Las iglesias, confesiones e instituciones religiosas en nuestro país tienen un tratamiento igualitario, fundamentado por las garantías entregadas por la Constitución Política de la República y las disposiciones de la Ley de Culto y su reglamento.

La constitución de las entidades religiosas debe efectuarse a través del procedimiento descrito en este reporte ante el Ministerio de Justicia, quien lleva el Registro Público de Entidades Religiosas, establecido en el Decreto N° 303, del año 2000, y les otorga la personalidad jurídica de derecho público.

Las entidades religiosas cuentan con patrimonio, el cual está compuesto por bienes que pueden adquirir por sus propios medios o recibir como donación; no están obligadas a llevar contabilidad ni tampoco le son aplicables los regímenes tributarios contenidos en la Ley sobre Impuesto a la Renta, dada la naturaleza de las actividades que realiza.
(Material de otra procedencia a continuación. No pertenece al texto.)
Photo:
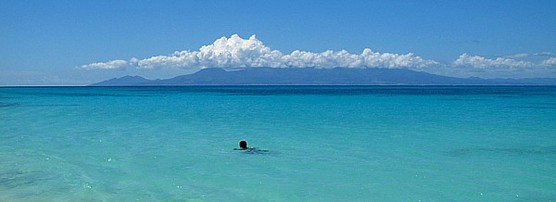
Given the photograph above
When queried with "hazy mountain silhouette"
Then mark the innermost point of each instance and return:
(311, 76)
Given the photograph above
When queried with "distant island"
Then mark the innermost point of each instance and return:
(312, 76)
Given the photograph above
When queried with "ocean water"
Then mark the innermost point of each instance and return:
(325, 143)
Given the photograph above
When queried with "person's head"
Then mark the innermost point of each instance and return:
(243, 144)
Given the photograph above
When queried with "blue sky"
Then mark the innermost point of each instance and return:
(59, 42)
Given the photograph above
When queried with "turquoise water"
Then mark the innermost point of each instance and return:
(349, 143)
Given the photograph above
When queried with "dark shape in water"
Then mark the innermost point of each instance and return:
(251, 150)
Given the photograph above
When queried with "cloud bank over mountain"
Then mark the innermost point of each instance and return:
(236, 52)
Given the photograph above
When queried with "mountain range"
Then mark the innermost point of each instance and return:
(312, 76)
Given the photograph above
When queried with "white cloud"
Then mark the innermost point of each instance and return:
(526, 55)
(482, 62)
(114, 64)
(236, 52)
(550, 61)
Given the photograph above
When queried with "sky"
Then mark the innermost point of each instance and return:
(63, 42)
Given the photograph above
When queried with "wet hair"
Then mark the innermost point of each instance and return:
(243, 144)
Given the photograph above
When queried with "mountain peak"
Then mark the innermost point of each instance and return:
(313, 76)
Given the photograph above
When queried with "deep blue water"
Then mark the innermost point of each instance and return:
(325, 143)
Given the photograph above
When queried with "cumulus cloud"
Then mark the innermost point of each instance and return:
(550, 61)
(236, 52)
(114, 64)
(482, 62)
(526, 55)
Además, estas entidades podrían estar obligadas a presentar la Declaración Jurada N° 1945.

En el desarrollo de su actividad propiamente tal, las entidades religiosas no están gravadas con ningún tributo, así como tampoco los bienes raíces que poseen. Del mismo modo las donaciones que reciben, sean éstas para adquirir o mantener sus templos o destinadas al fin propio de la entidad, se encuentran exentas del Impuesto a las Asignaciones y Donaciones. Así también, las entidades religiosas están exentas del Impuesto de Timbres y Estampillas en la medida que tome el carácter de sujeto de dicho tributo. Cabe precisar que, si las entidades religiosas desarrollan actividades afectas a impuestos, aplicarán las normas generales contenidas en las leyes tributarias pertinentes.

No se identifica la existencia un ente fiscalizador que controle el accionar propio de estas instituciones religiosas, lo cual es consecuente con el hecho de que, para disolver una entidad religiosa debe estar a los estatutos de éstas o al cumplimiento de una sentencia judicial firme, recaída en juicio iniciado a requerimiento del Consejo de Defensa del Estado, el que podrá accionar de oficio o a petición de parte.

Según lo interpretó el Servicio de Impuestos Interno, los dignatarios de las entidades religiosas viven a expensas de ésta, por lo que no generan rentas. Cabe precisar que esta interpretación sólo es válida en la medida que las cantidades correspondan a gastos de vida y aquellos relacionados a desarrollar actividades y labores propias del servicio de culto por cuenta de la entidad religiosa y de acuerdo con la función o dignidad del cargo. Si las cantidades no corresponden a los casos señalados, se afectarán con la tributación general aplicable a dicho tipo de rentas.